The main office, located near Barcelona, Spain, comprises a 360-hectare proving ground and test facility complex. The company is independent of any vehicle manufacturer, and has an international network of subsidiaries and branch offices in 25 countries, including Brazil, China and India.

History
The company was first established in 1971 as IDIADA, standing for the Catalan initials of Institut d'Investigació Aplicada de l'Automòbil (Institute for Applied Automotive Research) at the Polytechnic University of Catalonia. In 1990, IDIADA was separated from the university and established as an independent company owned by the Government of Catalonia. IDIADA A.T. (80% owned by Applus+ and 20% by the Government of Catalonia) has been operating under an exclusive contract from the 351-hectare technology centre near Barcelona (owned by the Government of Catalonia) since 1999. The contract to operate the business runs until September 2024 and although it is renewable in five year periods until 2049, the current expectation is that there will be no further extensions but a tender for a new 20-year concession. Since 1997, IDIADA has opened multiple offices globally.
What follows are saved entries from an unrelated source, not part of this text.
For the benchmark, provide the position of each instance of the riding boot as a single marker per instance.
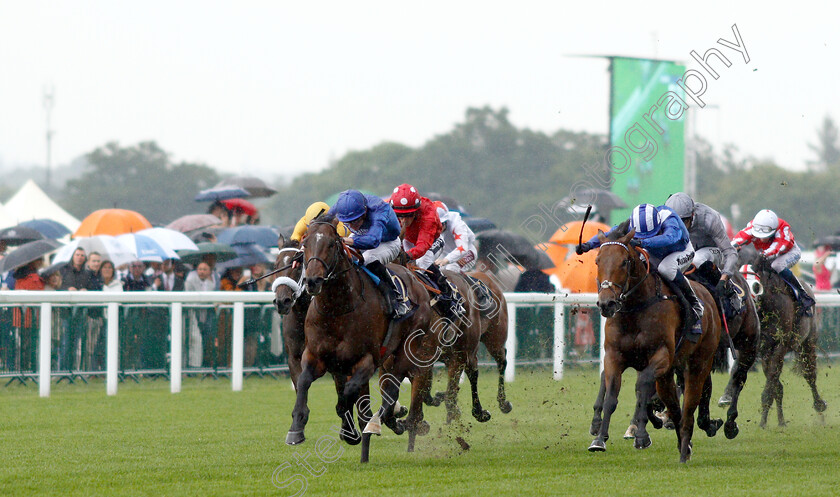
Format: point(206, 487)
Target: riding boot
point(806, 303)
point(395, 307)
point(454, 307)
point(696, 307)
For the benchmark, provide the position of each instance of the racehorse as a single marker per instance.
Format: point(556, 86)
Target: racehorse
point(347, 330)
point(479, 325)
point(292, 302)
point(643, 332)
point(783, 329)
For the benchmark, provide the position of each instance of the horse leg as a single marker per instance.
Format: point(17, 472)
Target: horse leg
point(612, 385)
point(667, 390)
point(595, 427)
point(478, 412)
point(344, 409)
point(704, 420)
point(455, 368)
point(694, 383)
point(312, 369)
point(745, 360)
point(414, 422)
point(808, 359)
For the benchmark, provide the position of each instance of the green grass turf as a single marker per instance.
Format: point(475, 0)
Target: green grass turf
point(209, 441)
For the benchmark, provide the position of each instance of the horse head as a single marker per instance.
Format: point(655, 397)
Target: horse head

In 2016 Applus+ IDIADA started managing a new proving ground in China, and in 2018 Applus+ acquired, a vehicle passive safety testing and engineering company in the United States.

Products, services and innovation
The main services offered by Applus+ IDIADA are as follows:

 Engineering services: design, engineering and validation capabilities for vehicle development projects .
 Proving grounds: IDIADA offers proving grounds in Europe and Asia. The proving grounds, located in Spain and China, offer customer support combined with test tracks and workshops. In 2016 Applus+ IDIADA started managing the new proving ground complex in China, open to all companies in the automotive sector.
 Homologation services: in accordance with all European EC, and ECE Regulations IDIADA is also accredited for Australia, Europe, Japan, Taiwan and Malaysia as well as giving consultancy to other countries and regions such as South America (including Brazil), China, Middle East, Gulf Countries, ASEAN, USA, Canada, among others.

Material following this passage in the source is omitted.